Alejandro Montecinos presentó este lunes su trabajo: «Blockchain Security: A Game Theoretical Approach». Revisa el abstract aqui:
Abstract
Transaction systems, such as Bitcoin and Ethereum, have positioned blockchain as a mainstream technology. Furthermore, it has been argued that blockchain has a strong potential to drastically increase the global economy’s efficiency. However, blockchain’s vulnerability to cyber-attacks requires improvements in order for blockchain to realize its full potential. The latter is not only the opinion of cyber security experts, but also a lesson left by the cyber-attack on Bitcoin’s largest platform (Mt Gox) in 2014. The latter attack generated losses for 450 million dollars. Moreover, as blockchain-based applications become more popular, the frequency and magnitude of cyber-attacks could increase. Blockchain technology uses the most demanding kind of consensus in distributed computing systems to render maximal fault tolerance to cyber-attacks: a Byzantine agreement. The latter concept assumes that the majority of the system’s members will truthfully pass on any information they receive.

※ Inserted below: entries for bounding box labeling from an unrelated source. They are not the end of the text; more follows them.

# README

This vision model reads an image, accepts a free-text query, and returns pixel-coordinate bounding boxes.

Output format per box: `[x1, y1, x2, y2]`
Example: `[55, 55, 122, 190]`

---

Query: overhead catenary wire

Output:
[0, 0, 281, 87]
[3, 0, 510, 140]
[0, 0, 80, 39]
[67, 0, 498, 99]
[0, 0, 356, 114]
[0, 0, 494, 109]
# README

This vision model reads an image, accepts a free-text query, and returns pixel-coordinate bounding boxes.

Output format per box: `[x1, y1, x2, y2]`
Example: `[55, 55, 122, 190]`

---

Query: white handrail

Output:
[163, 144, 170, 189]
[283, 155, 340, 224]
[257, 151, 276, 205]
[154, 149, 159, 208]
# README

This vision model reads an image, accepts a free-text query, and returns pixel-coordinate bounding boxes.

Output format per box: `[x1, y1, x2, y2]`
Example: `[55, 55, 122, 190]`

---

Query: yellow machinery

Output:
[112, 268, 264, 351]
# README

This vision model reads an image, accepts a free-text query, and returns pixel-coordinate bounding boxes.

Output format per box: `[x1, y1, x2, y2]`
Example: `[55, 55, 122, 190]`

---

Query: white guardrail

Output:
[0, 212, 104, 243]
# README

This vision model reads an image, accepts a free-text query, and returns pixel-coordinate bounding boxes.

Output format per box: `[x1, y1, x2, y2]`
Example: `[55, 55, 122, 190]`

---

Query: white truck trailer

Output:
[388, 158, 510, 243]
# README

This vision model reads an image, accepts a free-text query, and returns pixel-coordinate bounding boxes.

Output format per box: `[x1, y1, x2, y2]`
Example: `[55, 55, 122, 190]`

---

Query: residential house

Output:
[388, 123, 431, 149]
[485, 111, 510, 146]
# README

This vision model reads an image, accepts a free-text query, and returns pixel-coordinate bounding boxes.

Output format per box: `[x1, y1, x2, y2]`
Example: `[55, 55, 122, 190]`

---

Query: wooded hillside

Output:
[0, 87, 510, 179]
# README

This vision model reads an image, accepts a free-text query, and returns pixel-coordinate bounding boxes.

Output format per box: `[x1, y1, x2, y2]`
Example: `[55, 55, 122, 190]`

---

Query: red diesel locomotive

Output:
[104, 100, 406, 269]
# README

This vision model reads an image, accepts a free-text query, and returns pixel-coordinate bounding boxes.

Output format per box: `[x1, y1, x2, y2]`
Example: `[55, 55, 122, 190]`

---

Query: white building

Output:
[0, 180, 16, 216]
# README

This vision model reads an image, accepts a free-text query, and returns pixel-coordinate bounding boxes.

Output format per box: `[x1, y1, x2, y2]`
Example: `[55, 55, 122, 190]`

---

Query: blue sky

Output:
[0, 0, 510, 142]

Therefore, blockchain ignores the impact of cyber-attacks on well-intentioned blockchain participants’ incentives to honestly report new blocks. This paper shows that the behavioral assumptions embedded in the maximal fault tolerance analysis of blockchain-based applications are not the unique equilibrium outcome. Multiple equilibria exist because honest blockchain participants experience a trade-off between counteracting cyber attackers’ actions and correcting any noise present in the signal they receive. Moreover, even in the absence of cyber attackers, there are games where well-intentioned blockchain participants’ honest reports do not exist in equilibrium. In addition, there exist conditions under which an equilibrium, where no participant provides honest reports, renders maximal ex ante equilibrium welfare. Finally, this paper discusses when the standard fault tolerance analysis is compatible with the maximization of a system’s ex ante equilibrium welfare.